Calle del paraíso

Ago 23 • Ficciones • 2641 Views • No hay comentarios en Calle del paraíso

 

POR JORGE ORTEGA

 

Vamos y venimos

y el piso no se gasta.

 

Nunca.

 

Su ancho dorso atrae

las hondas resonancias de nuestra ciudadela,

el tremor de la angustia, la radiación del júbilo,

las innominadas pulsaciones

de aquello que ocultamos y hace aguas,

los pálpitos de cierto pensamiento

que da vueltas y vueltas

a lo mismo.

 

Y no dejamos huella

sino en la melladura del zapato,

el rastro de nosotros

en nosotros.

 

Pero volvemos una y otra vez

al yunque del camino

a templar

los pasos

y afilar los cuchillos de la búsqueda

mientras envejecemos.

 

Moriremos haciéndolo.

 

Pues la loseta es firme y casi eterna

y vivirá

—entera o triturada—

más que la tierna pulpa

de nuestras presunciones.

 

 

 

Laudas

 

Piedra forrada de verde.

La congelada explosión de la dureza se ha visto atajada por la ortiga.

Hay jardines casi secretos larvando en las fisuras, inesperados huertos donde el helecho desova el asta de su primicia.

Quién hubiera dicho que en el friso acantonaban las esporas, impávida coraza de tiempo perturbada con el vaho de lo que calla y fluye.

Quién habría dado un quinto por tal quincallería, ese menhir de cascos fragmentados que por inercia o milagro mantiene su verticalidad.

Una brizna de pasto despega las junturas de una pilastra, las comisuras de una fachada selladas con el polvo de los jubileos.

Trabajo de la hormiga, minuciosa y perenne cruzada del insecto empecinado en traspasar un sillar con la paciencia de los fósiles.

He ahí el abrazo de la enredadera en las pirámides del trópico, carne firme y efímera sobre un cuerpo añoso y perdurable.

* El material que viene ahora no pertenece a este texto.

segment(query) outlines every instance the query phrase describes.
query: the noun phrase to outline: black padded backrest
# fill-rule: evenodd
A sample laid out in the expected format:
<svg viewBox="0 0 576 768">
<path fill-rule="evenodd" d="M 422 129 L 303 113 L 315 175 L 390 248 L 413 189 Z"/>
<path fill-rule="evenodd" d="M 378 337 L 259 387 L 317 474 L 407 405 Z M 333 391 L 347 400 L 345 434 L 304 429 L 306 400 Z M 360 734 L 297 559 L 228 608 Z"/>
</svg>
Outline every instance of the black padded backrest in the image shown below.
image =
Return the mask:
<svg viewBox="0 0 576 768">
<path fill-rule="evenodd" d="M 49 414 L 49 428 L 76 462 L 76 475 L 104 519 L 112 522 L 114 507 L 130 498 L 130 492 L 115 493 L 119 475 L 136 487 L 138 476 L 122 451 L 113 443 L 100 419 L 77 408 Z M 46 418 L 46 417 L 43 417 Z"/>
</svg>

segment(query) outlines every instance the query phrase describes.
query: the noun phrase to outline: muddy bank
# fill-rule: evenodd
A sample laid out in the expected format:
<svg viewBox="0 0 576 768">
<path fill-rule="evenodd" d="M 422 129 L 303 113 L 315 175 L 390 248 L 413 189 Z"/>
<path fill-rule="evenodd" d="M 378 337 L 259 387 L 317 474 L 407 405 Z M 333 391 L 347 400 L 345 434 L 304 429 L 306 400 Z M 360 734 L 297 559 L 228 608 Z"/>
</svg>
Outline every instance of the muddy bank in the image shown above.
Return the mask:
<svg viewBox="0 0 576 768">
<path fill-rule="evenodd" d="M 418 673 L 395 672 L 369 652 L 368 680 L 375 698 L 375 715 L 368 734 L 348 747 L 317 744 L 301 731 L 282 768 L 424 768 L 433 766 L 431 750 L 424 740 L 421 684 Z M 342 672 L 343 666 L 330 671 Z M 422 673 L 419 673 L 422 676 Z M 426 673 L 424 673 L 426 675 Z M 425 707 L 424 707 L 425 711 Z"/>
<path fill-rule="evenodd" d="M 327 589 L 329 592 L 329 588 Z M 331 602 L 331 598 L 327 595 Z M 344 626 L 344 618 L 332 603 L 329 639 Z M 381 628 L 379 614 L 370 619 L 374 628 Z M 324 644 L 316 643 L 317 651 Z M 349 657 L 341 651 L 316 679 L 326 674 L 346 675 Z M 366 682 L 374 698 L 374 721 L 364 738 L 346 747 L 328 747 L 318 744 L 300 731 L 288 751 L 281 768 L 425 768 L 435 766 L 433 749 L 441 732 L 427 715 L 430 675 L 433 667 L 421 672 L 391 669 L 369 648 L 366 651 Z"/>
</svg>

He ahí la maleza disuadiendo lápidas y pedestales, cenotafios; socavando contrafuertes como una lenta saliva de vapor, una lava rastrera que se disemina morosamente bajo los pies.

El olvido alarga sus extremidades, se desborda en sus arborescencias, comienza a abonar sus primeros frutos de abandono sin que nadie lo advierta.

Tarde es ya para impedirlo.

 

 

 

Epopeya de los confines

  

Caminas entre las nervudas raíces que asoman del subsuelo como boas en torno al laurel de exuberante copa que presidía las barbacoas de la niñez. Que emergen, que despuntan sobre el candente rastrojo del desierto aliviado por sombras transitorias. Y un soplo tibio se desprende de por estos páramos y resbala hacia el repecho de la frente, ese blando paredón en que se curvan los augurios, rizando incluso más el impalpable rizo de las evocaciones. A un centenar de metros un establo, una caseta o un almacén intrascendente que el espejismo semeja disolver en los austeros latifundios de la arcilla, resulta irónicamente llamativo a la mitad de un paisaje barrido por su árida monotonía. A la redonda el pastizal reseco del invierno, la brizna quemada por la escarcha. Piensas: “la dorada pelambre de la maleza, el jaramago de los campos hispalenses alisado por el peso milenario de un capitel que ha rodado como una cabeza en la emboscada”. Indiscutibles pruebas de la permanencia. Cuerpos sólidos de toda laya esparcidos a diestra y siniestra durante la excursión de la memoria. Fragmentos de una demolida arquitectura que el conciliábulo del tiempo ha diseminado en el ilimitado jardín de las estatuas. Bajo el aceitunado bulbo del follaje el principio y el final son visibles. De ahí se aprecia bien la escuela a la que fuiste y la arboleda del cementerio al que te diriges a paso de tortuga.

 

 

*Autor del libro de poemas Estado del tiempo (Hiperión, 2005).